3.5. Repenser le temps de l’évaluation dans le cadre de l’adoption interne
Dans le cadre de l’adoption interne, l’enquête sociale évaluant les aptitudes à adopter des
candidats adoptants intervient après que l’enfant leur ait été confié. Les témoignages recueillis
dans le cadre de cette recherche ont mis en évidence à quel point ce moment est, pour les
familles adoptives, un moment délicat et parfois éprouvant. On peut se demander s’il ne
serait-il pas opportun de revoir l’organisation générale de la procédure de manière à ce que
pour l’essentiel cette évaluation intervienne en amont.

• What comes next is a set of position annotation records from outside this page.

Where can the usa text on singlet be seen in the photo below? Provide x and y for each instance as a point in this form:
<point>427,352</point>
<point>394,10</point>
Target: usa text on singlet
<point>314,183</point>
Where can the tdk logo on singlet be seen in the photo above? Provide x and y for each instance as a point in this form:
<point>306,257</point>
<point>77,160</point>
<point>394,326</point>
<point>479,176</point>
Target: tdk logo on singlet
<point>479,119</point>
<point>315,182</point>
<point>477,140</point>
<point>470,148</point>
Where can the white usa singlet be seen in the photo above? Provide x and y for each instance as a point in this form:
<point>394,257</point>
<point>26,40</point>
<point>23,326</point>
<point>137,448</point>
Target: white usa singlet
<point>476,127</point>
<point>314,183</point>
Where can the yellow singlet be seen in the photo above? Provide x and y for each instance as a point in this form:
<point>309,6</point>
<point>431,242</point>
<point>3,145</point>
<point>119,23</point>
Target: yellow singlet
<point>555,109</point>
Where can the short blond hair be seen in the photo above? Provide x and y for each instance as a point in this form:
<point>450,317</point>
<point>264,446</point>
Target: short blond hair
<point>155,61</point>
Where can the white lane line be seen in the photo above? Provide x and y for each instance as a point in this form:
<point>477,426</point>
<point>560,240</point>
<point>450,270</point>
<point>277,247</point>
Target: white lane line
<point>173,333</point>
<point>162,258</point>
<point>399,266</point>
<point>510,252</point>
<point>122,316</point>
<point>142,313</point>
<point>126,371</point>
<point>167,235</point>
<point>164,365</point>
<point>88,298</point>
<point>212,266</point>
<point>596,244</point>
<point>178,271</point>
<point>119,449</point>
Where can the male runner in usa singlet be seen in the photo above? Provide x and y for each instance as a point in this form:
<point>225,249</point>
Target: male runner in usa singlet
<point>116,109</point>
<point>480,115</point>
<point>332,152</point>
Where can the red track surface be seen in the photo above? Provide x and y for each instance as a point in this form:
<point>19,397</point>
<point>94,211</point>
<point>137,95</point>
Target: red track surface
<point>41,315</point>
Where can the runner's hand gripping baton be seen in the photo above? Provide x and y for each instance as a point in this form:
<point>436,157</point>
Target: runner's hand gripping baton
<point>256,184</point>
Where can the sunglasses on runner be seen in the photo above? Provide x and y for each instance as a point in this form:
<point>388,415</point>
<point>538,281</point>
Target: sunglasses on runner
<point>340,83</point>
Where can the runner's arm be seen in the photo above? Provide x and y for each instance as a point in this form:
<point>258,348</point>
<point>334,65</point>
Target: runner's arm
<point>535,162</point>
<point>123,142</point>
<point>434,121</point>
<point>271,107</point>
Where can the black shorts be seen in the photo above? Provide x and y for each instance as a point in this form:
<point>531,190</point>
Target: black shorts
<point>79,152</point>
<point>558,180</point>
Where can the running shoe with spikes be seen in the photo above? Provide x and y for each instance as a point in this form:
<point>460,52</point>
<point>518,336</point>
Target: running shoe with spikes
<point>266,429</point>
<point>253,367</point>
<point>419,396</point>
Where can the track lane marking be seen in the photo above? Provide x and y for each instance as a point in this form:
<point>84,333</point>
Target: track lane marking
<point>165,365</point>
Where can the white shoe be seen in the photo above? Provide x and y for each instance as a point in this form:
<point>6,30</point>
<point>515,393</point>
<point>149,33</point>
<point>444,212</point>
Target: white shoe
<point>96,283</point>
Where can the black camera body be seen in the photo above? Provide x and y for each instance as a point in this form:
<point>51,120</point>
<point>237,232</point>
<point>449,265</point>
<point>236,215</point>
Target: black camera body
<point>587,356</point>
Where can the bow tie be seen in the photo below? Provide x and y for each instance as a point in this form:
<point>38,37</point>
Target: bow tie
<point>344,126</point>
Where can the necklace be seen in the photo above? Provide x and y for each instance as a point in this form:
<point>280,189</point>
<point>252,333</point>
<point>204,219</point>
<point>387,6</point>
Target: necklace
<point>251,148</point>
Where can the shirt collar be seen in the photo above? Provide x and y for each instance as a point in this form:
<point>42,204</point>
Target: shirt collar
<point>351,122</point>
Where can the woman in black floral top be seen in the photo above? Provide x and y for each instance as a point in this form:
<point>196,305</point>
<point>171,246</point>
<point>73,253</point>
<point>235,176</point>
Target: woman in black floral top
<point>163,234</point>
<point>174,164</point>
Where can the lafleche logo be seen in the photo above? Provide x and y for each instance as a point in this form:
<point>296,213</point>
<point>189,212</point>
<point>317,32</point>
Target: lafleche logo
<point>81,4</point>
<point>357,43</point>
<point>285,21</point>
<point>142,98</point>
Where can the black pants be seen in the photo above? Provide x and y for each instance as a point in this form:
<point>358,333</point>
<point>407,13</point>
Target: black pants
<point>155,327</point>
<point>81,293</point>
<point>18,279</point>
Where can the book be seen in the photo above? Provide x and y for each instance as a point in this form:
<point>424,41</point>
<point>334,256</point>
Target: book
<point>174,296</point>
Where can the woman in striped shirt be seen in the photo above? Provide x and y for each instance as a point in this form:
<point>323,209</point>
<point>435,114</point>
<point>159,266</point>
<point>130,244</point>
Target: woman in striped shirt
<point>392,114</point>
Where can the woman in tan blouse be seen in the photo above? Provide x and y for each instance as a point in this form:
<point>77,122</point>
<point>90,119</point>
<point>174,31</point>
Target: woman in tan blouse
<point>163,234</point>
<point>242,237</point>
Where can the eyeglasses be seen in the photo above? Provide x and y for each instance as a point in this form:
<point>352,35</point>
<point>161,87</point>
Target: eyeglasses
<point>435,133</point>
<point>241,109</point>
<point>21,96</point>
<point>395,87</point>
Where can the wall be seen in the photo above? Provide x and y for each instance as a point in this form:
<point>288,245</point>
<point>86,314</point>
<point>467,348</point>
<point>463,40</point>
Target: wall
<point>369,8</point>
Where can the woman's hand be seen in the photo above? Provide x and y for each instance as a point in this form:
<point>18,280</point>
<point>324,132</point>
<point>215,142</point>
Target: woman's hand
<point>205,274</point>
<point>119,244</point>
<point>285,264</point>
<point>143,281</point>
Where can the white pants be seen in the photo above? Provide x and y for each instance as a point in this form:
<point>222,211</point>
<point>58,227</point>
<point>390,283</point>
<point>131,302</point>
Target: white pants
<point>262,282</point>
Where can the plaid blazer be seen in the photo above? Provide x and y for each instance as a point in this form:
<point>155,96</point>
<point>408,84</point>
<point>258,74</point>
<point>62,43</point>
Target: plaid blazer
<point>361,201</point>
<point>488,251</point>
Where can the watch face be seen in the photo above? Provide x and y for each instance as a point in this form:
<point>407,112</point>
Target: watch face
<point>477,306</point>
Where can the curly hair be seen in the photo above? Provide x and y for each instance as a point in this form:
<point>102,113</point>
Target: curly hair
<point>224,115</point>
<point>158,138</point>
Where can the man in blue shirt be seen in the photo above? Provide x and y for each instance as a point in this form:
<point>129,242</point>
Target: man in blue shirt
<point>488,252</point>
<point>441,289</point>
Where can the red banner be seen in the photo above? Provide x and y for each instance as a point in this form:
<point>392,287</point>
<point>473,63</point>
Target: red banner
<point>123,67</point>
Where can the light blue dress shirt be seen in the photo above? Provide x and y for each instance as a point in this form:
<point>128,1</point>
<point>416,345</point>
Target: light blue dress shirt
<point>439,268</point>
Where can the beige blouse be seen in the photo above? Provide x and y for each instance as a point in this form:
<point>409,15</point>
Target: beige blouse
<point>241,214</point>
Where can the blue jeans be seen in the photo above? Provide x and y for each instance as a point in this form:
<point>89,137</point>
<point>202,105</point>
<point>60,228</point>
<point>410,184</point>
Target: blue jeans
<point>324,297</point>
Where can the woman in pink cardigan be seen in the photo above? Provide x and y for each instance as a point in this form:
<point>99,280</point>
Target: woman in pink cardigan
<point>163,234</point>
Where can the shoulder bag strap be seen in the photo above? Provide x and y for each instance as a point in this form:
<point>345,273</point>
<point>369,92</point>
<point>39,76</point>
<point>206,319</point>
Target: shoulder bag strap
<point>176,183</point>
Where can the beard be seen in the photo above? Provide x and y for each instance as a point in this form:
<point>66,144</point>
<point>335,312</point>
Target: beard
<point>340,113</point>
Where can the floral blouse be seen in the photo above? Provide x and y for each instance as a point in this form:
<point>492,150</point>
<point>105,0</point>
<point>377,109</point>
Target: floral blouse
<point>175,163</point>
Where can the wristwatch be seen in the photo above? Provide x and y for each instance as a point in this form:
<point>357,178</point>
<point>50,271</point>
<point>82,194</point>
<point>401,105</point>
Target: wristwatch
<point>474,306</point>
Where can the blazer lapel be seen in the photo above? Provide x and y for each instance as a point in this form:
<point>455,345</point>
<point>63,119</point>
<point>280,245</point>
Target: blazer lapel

Les témoignages de parents adoptifs qui ont été bloqués dans la procédure d’adoption parce
que la mère biologique tardait à donner son consentement indiquent qu’à ce niveau,
également, la procédure mérite d’être repensée. Est-il pertinent de confier à des candidats
adoptants un enfant tant que la mère biologique de celui-ci n’a pas encore légalement renoncé
à exercer vis-à-vis de lui son rôle de mère ? Le délai, peut-être, pourrait être allongé.
4. L’après adoption
4.1. Multiplier, diversifier et communaliser les aides aux familles adoptives
L’adoption est un projet de vie. Les difficultés auxquelles peuvent être confrontés les parents
adoptifs, et plus généralement les familles adoptives, ne s’arrêtent pas le jour de l’arrivée de
l’enfant adopté. Les témoignages recueillis dans le cadre de cette recherche ont rappelé
l’utilité du suivi post-adoptif à cet égard, et souligné les inégalités entre OAA de ce point de
vue. Nombre de parents disent ne pas connaître les services spécialisés ou ne pas y avoir
accès parce que ceux-ci sont coûteux, loin de leur domicile, ou parce que faute de place ils ne
peuvent y obtenir de rendez-vous avant plusieurs mois. Diverses solutions peuvent être
envisagées pour remédier à cette situation :
-
-
Réaliser à l’attention des parents adoptifs une brochure informative répertoriant
l’ensemble des professionnels et services spécialisés en matière d’adoption, répartis
par province ;
Inciter les OAA à rendre les activités qu’ils proposent aux familles adoptives
accessibles à l’ensemble des familles concernées, indépendamment de l’organisme
avec lequel elles ont collaboré. La communalisation des ressources permettrait de les
diversifier et de concevoir des activités adaptées à des problématiques particulières
liées à des catégories d’âge (les adolescents…), des pays d’origine, des
problématiques (enfants à particularités, troubles de l’attachement, agressivité…), etc.